The point isn’t just to launch something, or even to grow it aggressively. The deeper goal is to demonstrate that, with today’s AI tooling, it’s now genuinely possible to build and do some early scaling for a real consumer business without raising venture capital. I want to prove this by doing it, not by arguing about it.
Too many founders fixate on fundraising before they’ve built anything of substance. Capital becomes the plan instead of a tool. I want to show a different path: start with users, distribution, and revenue, and let everything else be optional. If funding ever becomes relevant later, it should be a choice, not a prerequisite.
Do not get me wrong, this isn’t an anti-VC statement. VC has its place in growing companies past a certain point, when you’ve shown that things work and that there is a massive outcome to be pursued.
This is an efficiency statement. AI has lowered the cost of experimentation, development, and iteration so dramatically that individual founders can now operate at a scale that previously required teams and capital. My purpose for 2026 is to fully lean into that reality and make it visible through a real product in the world.
What 2-3 goals do I want to accomplish in 2026?
1. Ship and grow one consumer app to real usage and revenue, solo
I want to take a single consumer product from idea to real users and recurring revenue without raising funding or building a team. What matters isn’t just shipping, but owning the full loop: product, iteration, and distribution. This goal forces focus and removes excuses. If I can make this work alone with modern AI tooling, it proves that building a sustainable business no longer requires capital as a starting point.

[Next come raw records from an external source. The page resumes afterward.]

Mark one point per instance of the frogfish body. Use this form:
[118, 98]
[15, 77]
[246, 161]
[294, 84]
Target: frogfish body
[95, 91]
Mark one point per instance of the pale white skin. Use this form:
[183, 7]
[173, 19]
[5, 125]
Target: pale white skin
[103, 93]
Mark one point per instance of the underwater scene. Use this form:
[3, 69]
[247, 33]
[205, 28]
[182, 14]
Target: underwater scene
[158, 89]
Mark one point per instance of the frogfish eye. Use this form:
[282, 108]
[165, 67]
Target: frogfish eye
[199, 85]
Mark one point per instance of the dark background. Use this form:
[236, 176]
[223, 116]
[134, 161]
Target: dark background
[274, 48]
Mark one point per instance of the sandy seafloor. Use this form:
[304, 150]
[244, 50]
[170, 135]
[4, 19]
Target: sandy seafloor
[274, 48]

2. Build repeatable solo-founder systems for product and marketing
Beyond one app, I want to develop reliable systems for how I build, ship, and market products as a solo founder. This includes AI-assisted development workflows, fast iteration loops, and distribution tactics that don’t depend on paid growth. What’s important here is compounding. If the systems work once, they should work again, and that turns one success into a durable operating model.

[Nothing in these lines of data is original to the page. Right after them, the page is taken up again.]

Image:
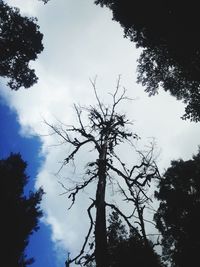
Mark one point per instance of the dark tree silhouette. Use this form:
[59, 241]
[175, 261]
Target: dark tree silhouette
[20, 42]
[127, 249]
[105, 130]
[178, 215]
[168, 32]
[19, 213]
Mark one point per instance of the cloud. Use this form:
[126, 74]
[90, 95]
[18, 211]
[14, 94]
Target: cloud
[82, 41]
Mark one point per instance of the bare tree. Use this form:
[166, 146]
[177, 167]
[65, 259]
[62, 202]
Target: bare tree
[105, 130]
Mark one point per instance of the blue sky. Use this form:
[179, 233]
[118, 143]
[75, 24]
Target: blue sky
[40, 247]
[80, 42]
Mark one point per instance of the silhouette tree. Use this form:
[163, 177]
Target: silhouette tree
[178, 215]
[168, 32]
[105, 130]
[19, 213]
[20, 42]
[128, 249]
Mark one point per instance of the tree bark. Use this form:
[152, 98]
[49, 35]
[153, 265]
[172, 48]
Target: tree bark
[101, 254]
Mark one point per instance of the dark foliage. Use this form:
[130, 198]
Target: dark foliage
[20, 42]
[178, 215]
[169, 33]
[19, 213]
[128, 249]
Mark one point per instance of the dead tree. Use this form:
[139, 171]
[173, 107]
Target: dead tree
[105, 130]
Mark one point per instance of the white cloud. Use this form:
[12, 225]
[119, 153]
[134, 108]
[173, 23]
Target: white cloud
[81, 41]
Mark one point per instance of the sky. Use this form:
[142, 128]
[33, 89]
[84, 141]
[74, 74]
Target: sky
[80, 42]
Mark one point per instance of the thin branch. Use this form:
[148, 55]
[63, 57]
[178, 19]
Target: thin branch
[88, 234]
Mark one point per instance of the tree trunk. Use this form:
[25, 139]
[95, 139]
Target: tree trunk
[101, 255]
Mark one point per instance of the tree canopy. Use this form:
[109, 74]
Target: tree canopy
[19, 213]
[127, 249]
[103, 131]
[178, 217]
[20, 42]
[168, 32]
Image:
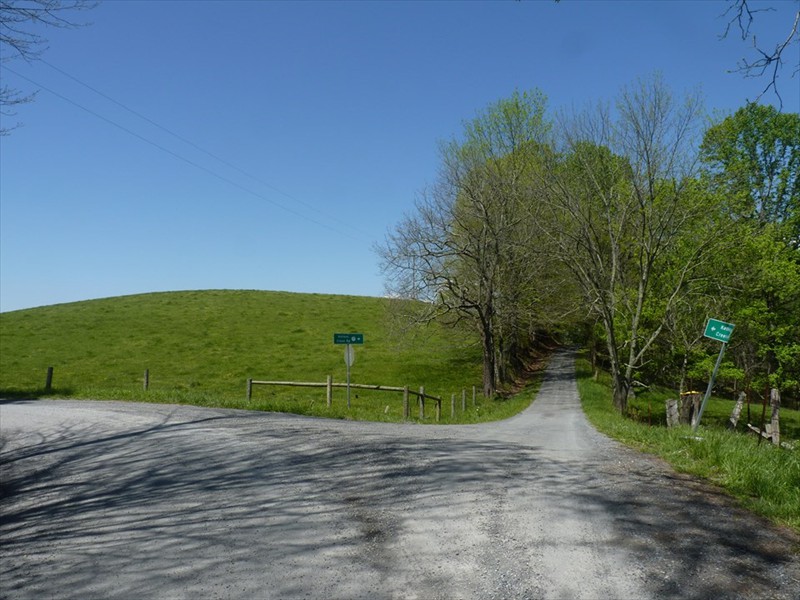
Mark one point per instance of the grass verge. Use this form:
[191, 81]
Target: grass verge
[766, 479]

3. Make independence visible through execution, not commentary
I want to demonstrate, through a real product in the market, that founders don’t need permission or capital to get started. This isn’t about being anti-VC. It’s about shifting the default mindset from fundraising to building. What matters is credibility earned by execution. The product itself should be the argument.
Finally, what do I need in 2026?
More than anything, I need fewer moving parts and clearer constraints. I don’t need more ideas, tools, or opportunities. I need a tighter operating environment where focus is protected and decisions are simpler. One primary product, a small set of metrics that matter, and a clear definition of what “good progress” looks like.

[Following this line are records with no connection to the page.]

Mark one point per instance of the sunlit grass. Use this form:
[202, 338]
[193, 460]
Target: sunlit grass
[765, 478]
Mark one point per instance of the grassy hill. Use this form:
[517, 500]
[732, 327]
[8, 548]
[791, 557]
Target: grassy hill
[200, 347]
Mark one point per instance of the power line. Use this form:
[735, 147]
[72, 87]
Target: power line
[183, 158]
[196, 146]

I also need to deliberately protect energy. Sleep, recovery, and mental space can’t be treated as background variables anymore. They need to be designed into the year, not hoped for between sprints. High-quality output depends on sustainable input, and this year made that non-negotiable.
Happy new year everybody!



These are great lessons. I'm glad you made conscious decisions here.
I'm one of the people that registered for the AI game building course.
Once every few weeks I was thinking what happened with that and why it didn't start. Now it's understandable. And I believe that this delay will build trust in the long run.
Please keep us posted with the app building journey at least! I am very much interested in following a similar path in 2026. I love to build mobile games, but it looks like I'm 10-15 years late on this path.
Maybe a paid substack with the inner workings of this journey, for us to learn and maybe do on our own?
And this can also serve as a personal log to you to gather data when you are done.
All the best to you and hope you achieve your goal!